The three witches reached the water and I realized they were barefoot. They turned and followed the barely visible path toward the wall of rock.
“Come on.” Roman rose.
We trailed the witches around the stone fall to a small fissure in the granite, barely wide enough for two people to pass through shoulder to shoulder. The witches went in one by one.
“After you.” The volhv nodded at the opening.
Great. Come down to the witch forest, enter a deep dark cave. What could go wrong? Just once I would like to have an important meeting in a happy little meadow or an orchard.
I ducked through the opening and closed my eyes for a few moments to get them accustomed to the gloom. A small cave lay before me, almost perfectly round. A pool of water filled most of it, except for a narrow rim of dark boulders by the walls and a small wooden deck with some benches. Above us, the dome of the cave split and a waterfall cascaded into the pool, backlit by sunshine.
The older witches arranged themselves on the deck. I picked my way toward them, Roman behind me.
Sienna waded into the water. It came up to her hips and her white tunic floated around her.
She shivered and rubbed her arms. “Cold.”
“You wanted to do this,” Maria told her.
“I did.” Sienna reached for a dark object floating in the water and pulled it to her. A wooden bucket. She dipped it into the water and poured it over her head. “Oh Goddess.”
“Is the turtle sick?” I asked to needle them.
Maria gave me a look sharp enough to draw blood. “Hold your tongue, evil spawn.”
There’s the old harpy I know. All is right with the world.
“This is a sacred place now,” Evdokia told me. “It’s easier to summon the visions here.”
“I’ve been looking into your future.” Sienna moved toward the waterfall.
“I don’t want to know.” I didn’t. Once you knew the visions, they chained you, forcing you down a predetermined path. It was best to make my own road.
“You do.” Sienna turned to me, her back to the cascade.
I sighed.
“Tell her,” Maria snapped.
“If you marry Curran Lennart, he will die.”

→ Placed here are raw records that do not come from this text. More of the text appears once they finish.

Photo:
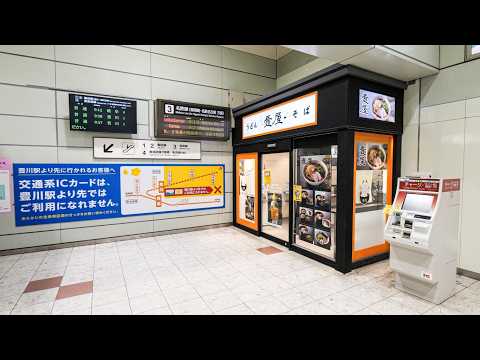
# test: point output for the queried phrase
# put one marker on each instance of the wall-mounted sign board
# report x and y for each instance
(292, 114)
(182, 120)
(101, 114)
(376, 106)
(5, 178)
(108, 148)
(55, 193)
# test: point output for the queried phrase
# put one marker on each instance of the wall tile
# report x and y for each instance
(441, 148)
(40, 51)
(18, 241)
(470, 246)
(254, 64)
(409, 150)
(20, 100)
(166, 67)
(105, 56)
(239, 81)
(473, 107)
(191, 222)
(167, 89)
(106, 231)
(106, 82)
(208, 54)
(448, 111)
(20, 130)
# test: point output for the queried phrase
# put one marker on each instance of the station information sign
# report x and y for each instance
(182, 120)
(101, 114)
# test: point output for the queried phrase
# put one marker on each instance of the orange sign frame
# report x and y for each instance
(239, 157)
(376, 138)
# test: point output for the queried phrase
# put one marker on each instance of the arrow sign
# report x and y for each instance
(107, 148)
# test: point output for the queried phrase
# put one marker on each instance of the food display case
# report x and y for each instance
(327, 154)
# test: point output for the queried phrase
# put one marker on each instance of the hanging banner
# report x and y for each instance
(292, 114)
(53, 193)
(5, 172)
(108, 148)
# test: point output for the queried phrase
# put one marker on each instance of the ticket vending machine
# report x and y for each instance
(422, 229)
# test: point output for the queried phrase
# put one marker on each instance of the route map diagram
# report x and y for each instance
(156, 189)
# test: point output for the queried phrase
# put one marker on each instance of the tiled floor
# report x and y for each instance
(216, 271)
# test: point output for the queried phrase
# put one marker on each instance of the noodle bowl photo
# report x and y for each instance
(315, 172)
(376, 157)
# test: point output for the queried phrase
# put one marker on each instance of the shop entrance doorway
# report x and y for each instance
(275, 195)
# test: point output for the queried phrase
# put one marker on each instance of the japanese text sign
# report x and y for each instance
(376, 106)
(292, 114)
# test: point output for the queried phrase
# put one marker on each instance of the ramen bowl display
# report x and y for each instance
(381, 108)
(314, 172)
(376, 157)
(322, 238)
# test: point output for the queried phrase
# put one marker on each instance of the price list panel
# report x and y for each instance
(100, 114)
(182, 120)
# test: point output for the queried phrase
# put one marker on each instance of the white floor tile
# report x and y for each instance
(72, 304)
(37, 297)
(117, 308)
(147, 302)
(180, 294)
(105, 297)
(236, 310)
(342, 304)
(37, 309)
(222, 300)
(191, 307)
(267, 305)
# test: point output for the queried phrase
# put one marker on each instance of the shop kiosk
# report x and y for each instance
(316, 162)
(422, 230)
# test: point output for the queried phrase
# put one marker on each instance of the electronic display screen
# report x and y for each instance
(418, 203)
(100, 114)
(176, 119)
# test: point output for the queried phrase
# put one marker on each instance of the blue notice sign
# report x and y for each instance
(51, 193)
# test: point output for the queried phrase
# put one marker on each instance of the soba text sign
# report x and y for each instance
(108, 148)
(292, 114)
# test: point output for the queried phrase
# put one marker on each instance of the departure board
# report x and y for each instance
(100, 114)
(182, 120)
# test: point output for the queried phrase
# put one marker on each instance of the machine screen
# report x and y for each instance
(418, 203)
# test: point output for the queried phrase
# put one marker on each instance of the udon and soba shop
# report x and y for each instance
(316, 162)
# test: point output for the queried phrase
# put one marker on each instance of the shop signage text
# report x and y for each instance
(292, 114)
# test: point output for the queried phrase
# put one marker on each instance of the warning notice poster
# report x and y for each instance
(53, 193)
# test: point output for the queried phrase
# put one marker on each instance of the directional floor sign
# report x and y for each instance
(108, 148)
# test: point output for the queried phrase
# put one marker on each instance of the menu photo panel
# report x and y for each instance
(373, 166)
(315, 206)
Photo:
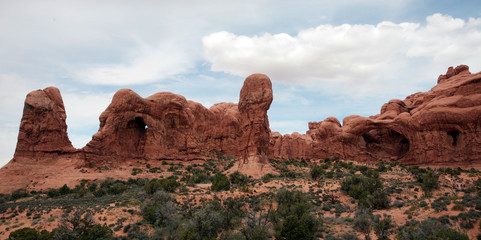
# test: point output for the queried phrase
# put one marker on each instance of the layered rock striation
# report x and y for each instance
(439, 126)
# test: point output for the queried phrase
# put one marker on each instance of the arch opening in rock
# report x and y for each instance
(386, 143)
(454, 135)
(132, 137)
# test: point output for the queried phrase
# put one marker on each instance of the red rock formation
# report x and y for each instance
(43, 131)
(255, 99)
(438, 126)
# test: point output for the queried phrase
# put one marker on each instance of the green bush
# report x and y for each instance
(382, 228)
(160, 209)
(169, 185)
(25, 234)
(136, 171)
(440, 204)
(367, 190)
(292, 217)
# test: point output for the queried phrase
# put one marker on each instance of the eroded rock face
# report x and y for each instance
(167, 126)
(438, 126)
(255, 99)
(43, 131)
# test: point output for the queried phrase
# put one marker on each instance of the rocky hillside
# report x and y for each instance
(438, 127)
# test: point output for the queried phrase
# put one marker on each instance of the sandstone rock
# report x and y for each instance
(440, 126)
(255, 99)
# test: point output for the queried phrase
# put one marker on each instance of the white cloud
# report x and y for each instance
(346, 57)
(83, 111)
(148, 64)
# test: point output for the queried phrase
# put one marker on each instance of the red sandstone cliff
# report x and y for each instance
(438, 126)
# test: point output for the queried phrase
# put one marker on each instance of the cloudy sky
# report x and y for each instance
(325, 58)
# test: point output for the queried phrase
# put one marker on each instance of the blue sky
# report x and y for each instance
(325, 58)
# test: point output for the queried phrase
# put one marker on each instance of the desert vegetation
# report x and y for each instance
(306, 199)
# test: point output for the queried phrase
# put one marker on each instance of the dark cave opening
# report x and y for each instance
(386, 143)
(132, 137)
(454, 135)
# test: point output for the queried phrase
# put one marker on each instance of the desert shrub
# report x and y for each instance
(382, 228)
(81, 226)
(239, 178)
(440, 204)
(92, 186)
(294, 227)
(428, 229)
(231, 235)
(426, 177)
(64, 190)
(363, 221)
(367, 190)
(136, 171)
(117, 188)
(169, 185)
(29, 234)
(206, 222)
(232, 210)
(256, 226)
(292, 217)
(268, 177)
(285, 172)
(159, 209)
(106, 183)
(220, 183)
(379, 199)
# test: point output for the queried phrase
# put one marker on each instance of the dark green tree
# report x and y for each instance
(220, 183)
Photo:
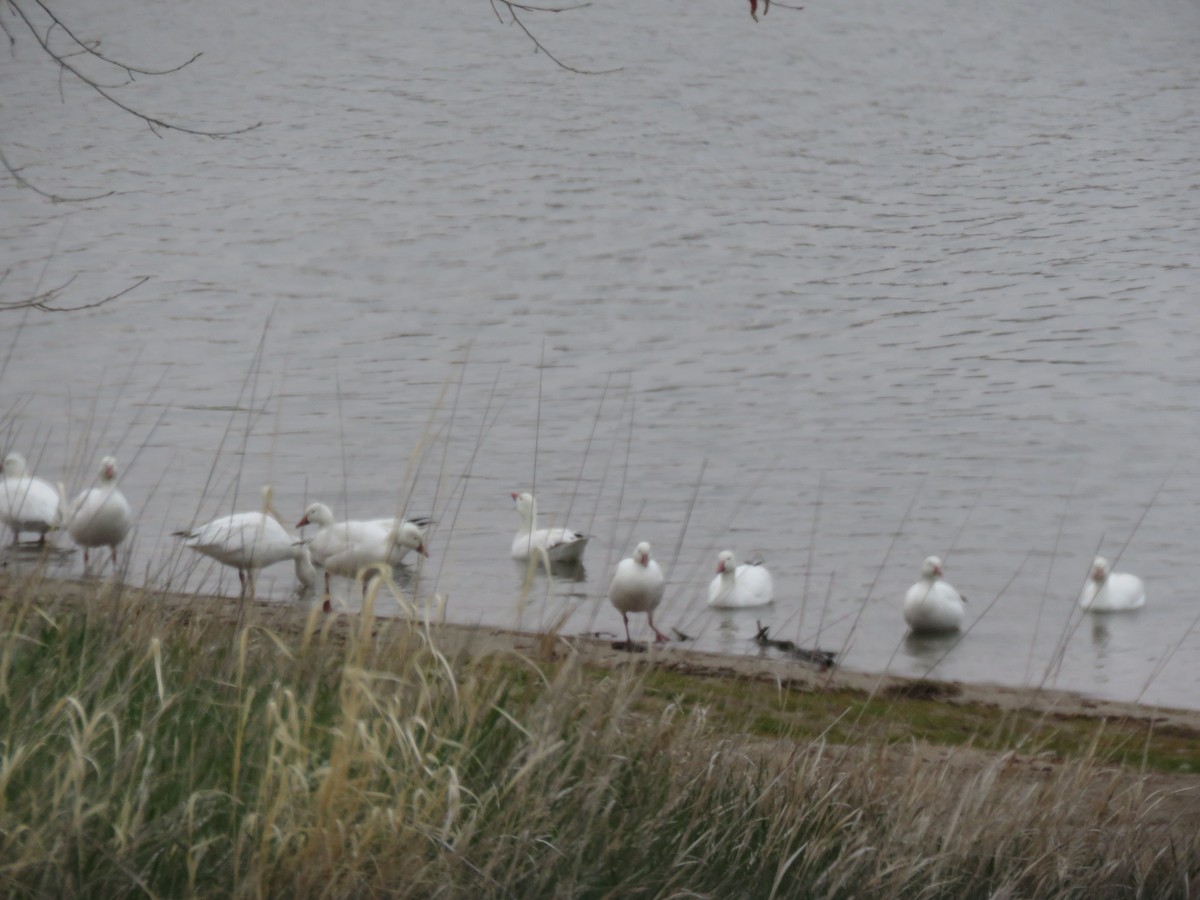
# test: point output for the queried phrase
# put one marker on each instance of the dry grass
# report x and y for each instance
(155, 750)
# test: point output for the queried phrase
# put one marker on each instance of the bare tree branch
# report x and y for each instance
(41, 301)
(90, 47)
(66, 66)
(513, 6)
(24, 183)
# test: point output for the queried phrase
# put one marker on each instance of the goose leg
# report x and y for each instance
(659, 637)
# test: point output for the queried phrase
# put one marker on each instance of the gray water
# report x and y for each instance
(845, 288)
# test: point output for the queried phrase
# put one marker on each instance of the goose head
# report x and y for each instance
(526, 505)
(411, 537)
(317, 514)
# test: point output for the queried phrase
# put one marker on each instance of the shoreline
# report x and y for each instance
(473, 641)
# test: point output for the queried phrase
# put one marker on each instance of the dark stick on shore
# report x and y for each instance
(822, 659)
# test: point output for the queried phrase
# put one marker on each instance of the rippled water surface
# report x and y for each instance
(845, 288)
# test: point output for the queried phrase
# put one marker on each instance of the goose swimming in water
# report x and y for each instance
(100, 516)
(346, 549)
(1111, 592)
(561, 545)
(637, 587)
(249, 543)
(933, 605)
(28, 503)
(739, 586)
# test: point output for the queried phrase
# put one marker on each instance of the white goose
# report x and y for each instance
(100, 516)
(933, 605)
(347, 547)
(28, 503)
(406, 526)
(250, 541)
(561, 545)
(1111, 592)
(637, 587)
(739, 586)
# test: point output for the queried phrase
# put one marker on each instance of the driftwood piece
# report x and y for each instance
(822, 659)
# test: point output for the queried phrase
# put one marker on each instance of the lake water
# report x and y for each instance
(843, 288)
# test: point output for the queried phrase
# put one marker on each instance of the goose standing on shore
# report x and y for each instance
(637, 587)
(100, 516)
(347, 547)
(1111, 592)
(559, 545)
(28, 503)
(739, 586)
(250, 541)
(931, 605)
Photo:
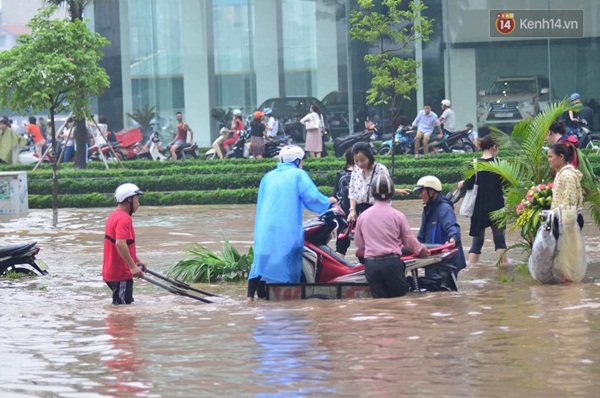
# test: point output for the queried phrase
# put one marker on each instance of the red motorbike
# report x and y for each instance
(321, 264)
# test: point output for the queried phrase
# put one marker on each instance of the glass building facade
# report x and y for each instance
(197, 55)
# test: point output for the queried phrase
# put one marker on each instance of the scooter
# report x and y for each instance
(241, 148)
(21, 259)
(588, 140)
(321, 264)
(459, 142)
(152, 153)
(342, 144)
(217, 150)
(404, 142)
(185, 151)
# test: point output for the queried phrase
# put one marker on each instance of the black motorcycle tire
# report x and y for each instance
(593, 142)
(384, 150)
(468, 147)
(111, 157)
(19, 270)
(144, 156)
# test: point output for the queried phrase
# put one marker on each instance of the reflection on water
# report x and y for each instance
(62, 338)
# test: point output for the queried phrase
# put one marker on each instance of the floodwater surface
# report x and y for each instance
(502, 334)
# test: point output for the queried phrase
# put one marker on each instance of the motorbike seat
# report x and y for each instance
(16, 250)
(333, 254)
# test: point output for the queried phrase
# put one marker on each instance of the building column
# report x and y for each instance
(461, 87)
(196, 69)
(327, 49)
(126, 90)
(267, 45)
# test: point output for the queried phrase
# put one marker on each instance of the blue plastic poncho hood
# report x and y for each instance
(278, 236)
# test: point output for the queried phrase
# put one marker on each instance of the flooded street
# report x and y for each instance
(502, 334)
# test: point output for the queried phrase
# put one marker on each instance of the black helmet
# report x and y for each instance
(382, 187)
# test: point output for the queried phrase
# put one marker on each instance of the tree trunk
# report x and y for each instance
(55, 156)
(81, 143)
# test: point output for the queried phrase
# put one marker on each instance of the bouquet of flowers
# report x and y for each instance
(538, 198)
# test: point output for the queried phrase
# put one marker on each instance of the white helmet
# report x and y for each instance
(383, 187)
(125, 191)
(290, 153)
(428, 182)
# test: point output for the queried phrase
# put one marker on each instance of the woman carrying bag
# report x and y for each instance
(315, 126)
(489, 198)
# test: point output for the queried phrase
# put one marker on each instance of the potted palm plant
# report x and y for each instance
(527, 173)
(144, 118)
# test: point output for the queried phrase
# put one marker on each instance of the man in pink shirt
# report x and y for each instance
(381, 232)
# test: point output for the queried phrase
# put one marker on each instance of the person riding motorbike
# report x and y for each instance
(439, 225)
(381, 233)
(278, 235)
(237, 128)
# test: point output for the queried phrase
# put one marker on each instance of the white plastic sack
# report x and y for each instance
(468, 204)
(541, 261)
(570, 261)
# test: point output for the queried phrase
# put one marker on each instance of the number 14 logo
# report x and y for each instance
(505, 22)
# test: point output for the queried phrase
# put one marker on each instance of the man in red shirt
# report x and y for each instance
(381, 233)
(181, 135)
(121, 263)
(36, 134)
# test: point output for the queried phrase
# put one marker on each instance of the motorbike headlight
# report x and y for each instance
(526, 104)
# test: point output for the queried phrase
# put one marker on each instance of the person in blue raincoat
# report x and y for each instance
(439, 225)
(278, 235)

Someone reached through my chest and stuck a long needle into my heart. Sienna was almost never wrong.
“Show me.”
The young witch stepped backward into the waterfall. Magic moved around Sienna, like an engine turning over, and a light slowly appeared to the left of the waterfall, opening up like a fast-blooming flower. A battlefield. Bodies collided, some armored, some furry. Weapons clashed, arrows hit home with the shrill whistle of torn air, and magic boiled flesh. A din hung above the chaos, the kind of cacophony only a battlefield in the middle of a melee can produce: screams and wails, grunts, metal screeching against metal, shapeshifters snarling, inhuman shrieks, all blending into an overwhelming cry that was the voice of war. It hit me, visceral and raw, and suddenly I was there, in the heart of the chaos, gripping my sword and looking for a target. The air smelled of blood and smoke. Ashes swirled around the combatants.